Maru 21-08-2025 08:24 AM

Quote:

Originally Posted by Mystic Mock (Post 11682286)
So the Mean Girls are real?:worry:

I mean I'd still say women ripping into men that they find repulsive, is different to going on the Internet to thousands (if not millions of people) to call a guy a creep like this woman is doing, with no solid evidence to back her up either.

And I definitely agree with the last paragraph.

She is basically being nasty towards the guy under the guise of her having a certain sensitivity while yet producing tears on video to suggest that the blame should be put on the dude. If one takes her at her word then it is easy to miss that there is a likely contradiction there...

There is no kindness in that, imo.

She is doing what most people on Tiktok do which is complain generally about something with no other facts presented other than what is needed to create enough sympathy aka outrage to generate traction for a video...

Edit: She can't alienate men because it would cause it to go viral for the wrong reasons... so this is done in a more manipulative manner.

Mystic Mock 21-08-2025 08:37 AM

Quote:

Originally Posted by Maru (Post 11682295)
She is basically being nasty towards the guy under the guise of her having a certain sensitivity while yet producing tears on video to suggest that the blame should be put on the dude. If one takes her at her word then it is easy to miss that there is a likely contradiction there...

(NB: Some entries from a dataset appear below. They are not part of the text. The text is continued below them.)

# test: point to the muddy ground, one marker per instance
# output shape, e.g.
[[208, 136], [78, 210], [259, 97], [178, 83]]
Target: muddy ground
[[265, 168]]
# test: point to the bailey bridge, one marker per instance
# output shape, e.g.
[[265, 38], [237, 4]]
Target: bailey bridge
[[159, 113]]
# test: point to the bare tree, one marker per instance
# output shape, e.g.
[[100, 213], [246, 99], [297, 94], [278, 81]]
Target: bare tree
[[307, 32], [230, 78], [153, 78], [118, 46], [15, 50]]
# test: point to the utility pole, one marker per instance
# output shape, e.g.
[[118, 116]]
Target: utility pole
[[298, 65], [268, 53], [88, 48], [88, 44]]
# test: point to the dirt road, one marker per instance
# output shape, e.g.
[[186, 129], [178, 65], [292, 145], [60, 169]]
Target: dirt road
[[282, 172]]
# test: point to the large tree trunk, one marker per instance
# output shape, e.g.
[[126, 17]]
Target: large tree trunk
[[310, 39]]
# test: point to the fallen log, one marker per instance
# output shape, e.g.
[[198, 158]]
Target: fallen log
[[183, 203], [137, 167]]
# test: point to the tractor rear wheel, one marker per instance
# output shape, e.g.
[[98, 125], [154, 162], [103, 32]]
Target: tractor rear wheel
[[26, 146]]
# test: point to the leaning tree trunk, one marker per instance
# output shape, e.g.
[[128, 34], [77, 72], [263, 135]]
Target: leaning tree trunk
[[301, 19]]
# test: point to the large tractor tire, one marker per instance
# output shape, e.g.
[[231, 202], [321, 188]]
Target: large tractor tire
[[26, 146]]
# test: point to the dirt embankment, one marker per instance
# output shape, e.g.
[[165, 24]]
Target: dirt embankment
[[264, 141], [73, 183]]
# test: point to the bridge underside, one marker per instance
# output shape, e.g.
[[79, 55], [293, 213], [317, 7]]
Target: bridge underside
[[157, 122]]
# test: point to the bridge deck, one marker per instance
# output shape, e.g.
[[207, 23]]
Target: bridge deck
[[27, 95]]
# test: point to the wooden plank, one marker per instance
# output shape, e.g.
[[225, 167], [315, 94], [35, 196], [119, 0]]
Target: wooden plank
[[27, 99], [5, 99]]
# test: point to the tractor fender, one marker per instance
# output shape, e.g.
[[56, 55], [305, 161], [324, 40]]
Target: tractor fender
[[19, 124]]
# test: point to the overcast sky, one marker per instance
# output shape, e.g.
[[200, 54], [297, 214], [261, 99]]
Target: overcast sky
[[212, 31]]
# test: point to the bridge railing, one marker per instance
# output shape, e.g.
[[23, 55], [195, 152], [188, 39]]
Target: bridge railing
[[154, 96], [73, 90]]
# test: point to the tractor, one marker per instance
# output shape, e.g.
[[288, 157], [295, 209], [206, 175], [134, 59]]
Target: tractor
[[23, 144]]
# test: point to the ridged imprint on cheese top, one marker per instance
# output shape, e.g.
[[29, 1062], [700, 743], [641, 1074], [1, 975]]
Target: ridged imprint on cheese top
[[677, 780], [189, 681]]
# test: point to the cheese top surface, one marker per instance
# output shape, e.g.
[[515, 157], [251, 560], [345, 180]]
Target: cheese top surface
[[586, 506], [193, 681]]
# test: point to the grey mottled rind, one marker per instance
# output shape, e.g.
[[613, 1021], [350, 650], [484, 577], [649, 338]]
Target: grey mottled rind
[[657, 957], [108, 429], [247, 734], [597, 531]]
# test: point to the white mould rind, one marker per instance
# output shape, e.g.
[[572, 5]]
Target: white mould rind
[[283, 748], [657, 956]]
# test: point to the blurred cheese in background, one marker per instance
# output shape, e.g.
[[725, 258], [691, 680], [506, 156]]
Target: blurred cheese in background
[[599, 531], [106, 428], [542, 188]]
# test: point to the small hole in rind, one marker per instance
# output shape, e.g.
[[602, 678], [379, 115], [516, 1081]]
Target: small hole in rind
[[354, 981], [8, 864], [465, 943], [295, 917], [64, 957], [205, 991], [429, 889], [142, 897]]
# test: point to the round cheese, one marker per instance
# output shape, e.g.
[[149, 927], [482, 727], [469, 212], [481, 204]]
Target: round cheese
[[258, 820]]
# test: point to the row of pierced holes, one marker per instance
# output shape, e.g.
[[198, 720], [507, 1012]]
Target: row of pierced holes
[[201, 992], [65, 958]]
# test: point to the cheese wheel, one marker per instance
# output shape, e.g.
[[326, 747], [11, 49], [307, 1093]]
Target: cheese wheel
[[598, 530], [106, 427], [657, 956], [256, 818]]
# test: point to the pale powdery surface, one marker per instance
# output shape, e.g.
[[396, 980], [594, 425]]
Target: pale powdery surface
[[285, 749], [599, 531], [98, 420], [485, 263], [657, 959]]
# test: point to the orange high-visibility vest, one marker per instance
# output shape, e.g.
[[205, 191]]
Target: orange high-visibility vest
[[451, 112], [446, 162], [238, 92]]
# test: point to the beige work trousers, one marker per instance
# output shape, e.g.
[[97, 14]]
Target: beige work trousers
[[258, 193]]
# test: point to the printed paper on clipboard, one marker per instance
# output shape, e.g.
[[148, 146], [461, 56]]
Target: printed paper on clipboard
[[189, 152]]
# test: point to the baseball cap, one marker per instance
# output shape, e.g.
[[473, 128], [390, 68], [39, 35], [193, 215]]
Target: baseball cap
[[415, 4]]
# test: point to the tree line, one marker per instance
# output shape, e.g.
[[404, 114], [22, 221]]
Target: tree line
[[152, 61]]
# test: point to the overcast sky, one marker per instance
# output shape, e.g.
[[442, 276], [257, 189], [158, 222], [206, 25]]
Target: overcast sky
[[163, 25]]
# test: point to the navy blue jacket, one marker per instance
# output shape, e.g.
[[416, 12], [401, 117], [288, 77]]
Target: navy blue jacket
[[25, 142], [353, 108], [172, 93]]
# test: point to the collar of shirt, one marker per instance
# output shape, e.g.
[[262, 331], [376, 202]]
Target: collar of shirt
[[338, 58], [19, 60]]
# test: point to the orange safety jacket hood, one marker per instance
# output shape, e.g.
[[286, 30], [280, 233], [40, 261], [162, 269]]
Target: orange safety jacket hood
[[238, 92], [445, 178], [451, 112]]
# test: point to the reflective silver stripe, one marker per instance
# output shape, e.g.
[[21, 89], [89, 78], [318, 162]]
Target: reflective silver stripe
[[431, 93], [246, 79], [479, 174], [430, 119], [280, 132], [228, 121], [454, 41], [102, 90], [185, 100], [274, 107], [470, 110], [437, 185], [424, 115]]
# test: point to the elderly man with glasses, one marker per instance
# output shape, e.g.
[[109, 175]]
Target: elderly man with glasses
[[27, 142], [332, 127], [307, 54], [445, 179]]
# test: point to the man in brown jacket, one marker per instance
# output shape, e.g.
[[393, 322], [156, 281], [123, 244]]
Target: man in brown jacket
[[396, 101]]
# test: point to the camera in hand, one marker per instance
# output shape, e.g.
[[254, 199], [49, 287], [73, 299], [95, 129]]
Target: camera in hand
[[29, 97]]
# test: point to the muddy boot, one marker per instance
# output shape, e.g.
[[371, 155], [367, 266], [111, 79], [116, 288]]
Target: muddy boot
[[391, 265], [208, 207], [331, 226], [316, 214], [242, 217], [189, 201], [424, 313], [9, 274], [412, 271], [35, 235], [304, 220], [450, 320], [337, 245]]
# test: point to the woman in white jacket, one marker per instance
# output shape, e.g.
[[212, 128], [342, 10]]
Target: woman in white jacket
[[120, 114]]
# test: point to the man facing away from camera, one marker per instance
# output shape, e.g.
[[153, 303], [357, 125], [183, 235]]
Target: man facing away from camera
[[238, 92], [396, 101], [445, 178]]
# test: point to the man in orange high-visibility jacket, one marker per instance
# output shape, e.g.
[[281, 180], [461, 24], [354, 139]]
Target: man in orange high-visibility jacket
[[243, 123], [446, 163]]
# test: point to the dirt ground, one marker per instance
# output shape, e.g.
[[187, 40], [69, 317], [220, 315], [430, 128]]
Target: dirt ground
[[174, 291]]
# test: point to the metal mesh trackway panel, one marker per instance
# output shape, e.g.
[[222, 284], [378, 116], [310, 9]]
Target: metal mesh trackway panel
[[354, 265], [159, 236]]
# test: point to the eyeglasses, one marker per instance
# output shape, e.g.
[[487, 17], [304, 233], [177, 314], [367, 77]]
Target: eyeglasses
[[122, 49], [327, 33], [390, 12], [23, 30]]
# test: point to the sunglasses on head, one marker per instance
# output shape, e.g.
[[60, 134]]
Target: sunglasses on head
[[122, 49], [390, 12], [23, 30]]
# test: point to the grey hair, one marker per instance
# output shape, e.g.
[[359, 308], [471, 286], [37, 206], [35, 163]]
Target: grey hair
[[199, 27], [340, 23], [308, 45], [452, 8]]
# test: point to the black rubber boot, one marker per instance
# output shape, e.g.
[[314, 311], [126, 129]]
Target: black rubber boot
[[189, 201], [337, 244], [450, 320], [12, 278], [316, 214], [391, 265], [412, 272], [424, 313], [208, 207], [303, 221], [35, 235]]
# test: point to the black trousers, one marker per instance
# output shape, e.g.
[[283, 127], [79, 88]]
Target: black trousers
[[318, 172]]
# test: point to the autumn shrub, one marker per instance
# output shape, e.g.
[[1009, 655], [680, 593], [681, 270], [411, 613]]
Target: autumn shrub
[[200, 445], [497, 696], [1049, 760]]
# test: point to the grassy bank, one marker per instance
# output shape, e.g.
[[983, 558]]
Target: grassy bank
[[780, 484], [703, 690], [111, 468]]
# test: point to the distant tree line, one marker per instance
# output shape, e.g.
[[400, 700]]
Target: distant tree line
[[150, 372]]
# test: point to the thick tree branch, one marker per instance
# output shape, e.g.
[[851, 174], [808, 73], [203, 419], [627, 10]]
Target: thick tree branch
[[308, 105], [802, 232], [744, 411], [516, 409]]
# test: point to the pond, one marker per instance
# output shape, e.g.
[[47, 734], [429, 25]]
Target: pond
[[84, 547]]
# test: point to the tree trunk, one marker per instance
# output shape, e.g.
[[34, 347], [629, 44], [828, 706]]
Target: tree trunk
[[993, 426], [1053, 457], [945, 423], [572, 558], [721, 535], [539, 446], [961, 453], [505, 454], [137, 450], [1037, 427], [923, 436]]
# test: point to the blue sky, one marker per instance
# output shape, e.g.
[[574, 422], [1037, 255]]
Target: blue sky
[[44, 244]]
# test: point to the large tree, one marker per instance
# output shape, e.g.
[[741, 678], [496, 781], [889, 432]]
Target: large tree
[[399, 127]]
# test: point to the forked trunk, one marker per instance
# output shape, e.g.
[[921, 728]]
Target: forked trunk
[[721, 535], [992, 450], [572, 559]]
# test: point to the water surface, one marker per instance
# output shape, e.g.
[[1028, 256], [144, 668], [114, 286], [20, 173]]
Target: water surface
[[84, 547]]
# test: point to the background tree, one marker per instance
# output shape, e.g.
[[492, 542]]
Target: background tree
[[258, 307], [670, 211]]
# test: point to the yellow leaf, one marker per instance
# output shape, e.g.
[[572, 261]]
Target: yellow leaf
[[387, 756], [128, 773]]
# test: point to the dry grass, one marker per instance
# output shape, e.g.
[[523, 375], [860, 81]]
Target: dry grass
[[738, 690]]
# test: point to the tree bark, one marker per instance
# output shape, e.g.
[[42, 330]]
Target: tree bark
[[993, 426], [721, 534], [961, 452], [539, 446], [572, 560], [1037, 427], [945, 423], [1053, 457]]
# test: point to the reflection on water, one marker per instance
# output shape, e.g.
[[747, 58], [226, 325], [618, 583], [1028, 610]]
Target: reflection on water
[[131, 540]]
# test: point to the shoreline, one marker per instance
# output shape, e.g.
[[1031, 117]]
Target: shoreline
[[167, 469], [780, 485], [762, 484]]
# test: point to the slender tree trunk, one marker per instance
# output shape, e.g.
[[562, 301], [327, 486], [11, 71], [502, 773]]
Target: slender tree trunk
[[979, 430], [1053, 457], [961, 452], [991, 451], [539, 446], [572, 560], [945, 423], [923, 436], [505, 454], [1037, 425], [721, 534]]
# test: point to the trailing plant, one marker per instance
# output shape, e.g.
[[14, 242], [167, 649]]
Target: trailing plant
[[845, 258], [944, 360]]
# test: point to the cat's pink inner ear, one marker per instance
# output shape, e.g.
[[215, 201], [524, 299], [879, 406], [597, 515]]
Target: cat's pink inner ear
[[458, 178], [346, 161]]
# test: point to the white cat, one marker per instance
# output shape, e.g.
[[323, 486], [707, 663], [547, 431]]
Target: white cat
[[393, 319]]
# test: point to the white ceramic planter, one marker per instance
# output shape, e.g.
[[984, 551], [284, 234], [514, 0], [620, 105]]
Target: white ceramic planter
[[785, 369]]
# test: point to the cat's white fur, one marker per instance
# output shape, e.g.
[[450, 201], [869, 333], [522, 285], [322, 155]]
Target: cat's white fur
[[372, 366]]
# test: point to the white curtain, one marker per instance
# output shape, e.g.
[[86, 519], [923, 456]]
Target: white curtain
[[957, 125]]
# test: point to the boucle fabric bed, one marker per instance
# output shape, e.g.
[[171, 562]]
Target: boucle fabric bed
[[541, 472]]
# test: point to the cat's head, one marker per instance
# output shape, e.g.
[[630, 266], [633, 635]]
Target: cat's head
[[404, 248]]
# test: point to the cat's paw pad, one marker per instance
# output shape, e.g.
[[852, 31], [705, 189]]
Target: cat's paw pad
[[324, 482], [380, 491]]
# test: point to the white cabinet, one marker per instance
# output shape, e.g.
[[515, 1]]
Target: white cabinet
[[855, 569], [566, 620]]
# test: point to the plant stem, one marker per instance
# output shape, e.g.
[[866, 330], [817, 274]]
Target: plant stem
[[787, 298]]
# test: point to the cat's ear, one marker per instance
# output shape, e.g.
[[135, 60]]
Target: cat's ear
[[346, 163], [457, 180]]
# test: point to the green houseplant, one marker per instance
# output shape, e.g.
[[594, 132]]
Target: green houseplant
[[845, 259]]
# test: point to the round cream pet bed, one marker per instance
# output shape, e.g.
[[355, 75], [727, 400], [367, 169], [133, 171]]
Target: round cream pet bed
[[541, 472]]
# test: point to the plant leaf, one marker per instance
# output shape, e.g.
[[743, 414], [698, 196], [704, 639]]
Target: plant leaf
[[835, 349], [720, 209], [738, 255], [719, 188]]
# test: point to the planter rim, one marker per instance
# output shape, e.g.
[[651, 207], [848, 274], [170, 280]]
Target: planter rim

There is no kindness in that, imo.

She is doing what most people on Tiktok do which is complain generally about something with no other facts presented other than what is needed to create enough sympathy aka outrage to generate traction for a video...

Edit: She can't alienate men because it would cause it to go viral for the wrong reasons... so this is more manipulative.

I understand what you mean.

That's quite sinister if you're right about that though, which I think you are tbh.